“Free” trade, to the heavy hitters of the WTO, World Bank, and IMF, means they get increased access to the markets of poor countries while the poor countries lose access to their own. Poor countries are required to reduce their own government’s interference (subsidies) in their free market, while the rich countries are allowed to continue subsidizing their own.

In exchange for receiving loans to stimulate their economy, poor countries are required to lower their import tariffs which encourages “dumping” of subsidized commodities from rich countries into their markets, artificially lowering the price and driving local farmers and producers out of business. Haiti used to produce 80% of its own rice; it now imports around 80%.

Oxfam’s Make Trade Fair campaign explains what happens when rules rigged for the benefit of rich countries like the U.S. allow dumping to occur.

from an Oxfam press release from 2005:

Each year the US spends $1.3bn in subsidies to support a rice crop that costs $1.8bn to grow.
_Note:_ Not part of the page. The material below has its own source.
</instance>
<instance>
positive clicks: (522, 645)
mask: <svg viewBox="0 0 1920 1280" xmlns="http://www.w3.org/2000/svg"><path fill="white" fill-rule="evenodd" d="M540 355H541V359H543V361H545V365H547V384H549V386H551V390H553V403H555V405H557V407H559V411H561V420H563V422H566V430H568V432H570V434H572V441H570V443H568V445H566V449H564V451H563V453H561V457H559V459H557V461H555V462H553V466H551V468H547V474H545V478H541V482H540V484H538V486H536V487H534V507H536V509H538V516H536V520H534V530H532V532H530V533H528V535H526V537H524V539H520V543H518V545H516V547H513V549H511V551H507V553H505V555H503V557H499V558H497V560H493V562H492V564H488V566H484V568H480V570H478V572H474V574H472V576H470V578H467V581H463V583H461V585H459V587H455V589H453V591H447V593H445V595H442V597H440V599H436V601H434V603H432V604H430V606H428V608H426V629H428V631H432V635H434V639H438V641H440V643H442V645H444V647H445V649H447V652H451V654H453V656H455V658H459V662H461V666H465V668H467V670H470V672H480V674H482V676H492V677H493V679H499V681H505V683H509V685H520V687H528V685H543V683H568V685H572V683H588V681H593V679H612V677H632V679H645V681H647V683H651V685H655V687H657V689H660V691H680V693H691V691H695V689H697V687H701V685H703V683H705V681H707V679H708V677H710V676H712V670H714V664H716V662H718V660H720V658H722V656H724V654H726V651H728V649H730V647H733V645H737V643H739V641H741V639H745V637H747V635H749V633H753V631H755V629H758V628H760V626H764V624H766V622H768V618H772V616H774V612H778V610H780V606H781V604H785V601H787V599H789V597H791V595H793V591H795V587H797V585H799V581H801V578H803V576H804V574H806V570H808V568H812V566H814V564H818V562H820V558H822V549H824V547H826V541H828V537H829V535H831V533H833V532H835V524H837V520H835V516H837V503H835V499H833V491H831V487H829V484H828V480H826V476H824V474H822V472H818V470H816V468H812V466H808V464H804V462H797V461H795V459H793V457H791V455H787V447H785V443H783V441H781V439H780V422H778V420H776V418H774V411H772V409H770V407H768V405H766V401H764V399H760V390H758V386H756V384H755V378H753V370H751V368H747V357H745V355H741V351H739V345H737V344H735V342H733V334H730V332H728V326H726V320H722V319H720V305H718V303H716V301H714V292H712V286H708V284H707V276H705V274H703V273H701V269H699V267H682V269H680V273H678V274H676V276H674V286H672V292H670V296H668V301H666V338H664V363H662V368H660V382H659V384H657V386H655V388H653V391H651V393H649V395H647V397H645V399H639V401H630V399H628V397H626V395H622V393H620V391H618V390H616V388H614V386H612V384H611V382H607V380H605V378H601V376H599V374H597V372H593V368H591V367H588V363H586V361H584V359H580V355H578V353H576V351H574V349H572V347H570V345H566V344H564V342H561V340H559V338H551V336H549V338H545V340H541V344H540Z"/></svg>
These subsidies make possible the dumping of 4.7m tonnes of rice on world markets at 34% below the cost of production, hurting poor countries like Haiti, Ghana and Honduras. Developing countries should be allowed to use policies that allow them to develop fragile farming sectors, says the report.

Profits for Riceland Foods of Arkansas, USA – the world’s biggest rice mill – rose by $123m from 2002 to 2003 thanks largely to a 50% increase in exports, much of them to Haiti, which was forced in 1995 to cut its rice tariff from 35% to just 3% under pressure from the IMF.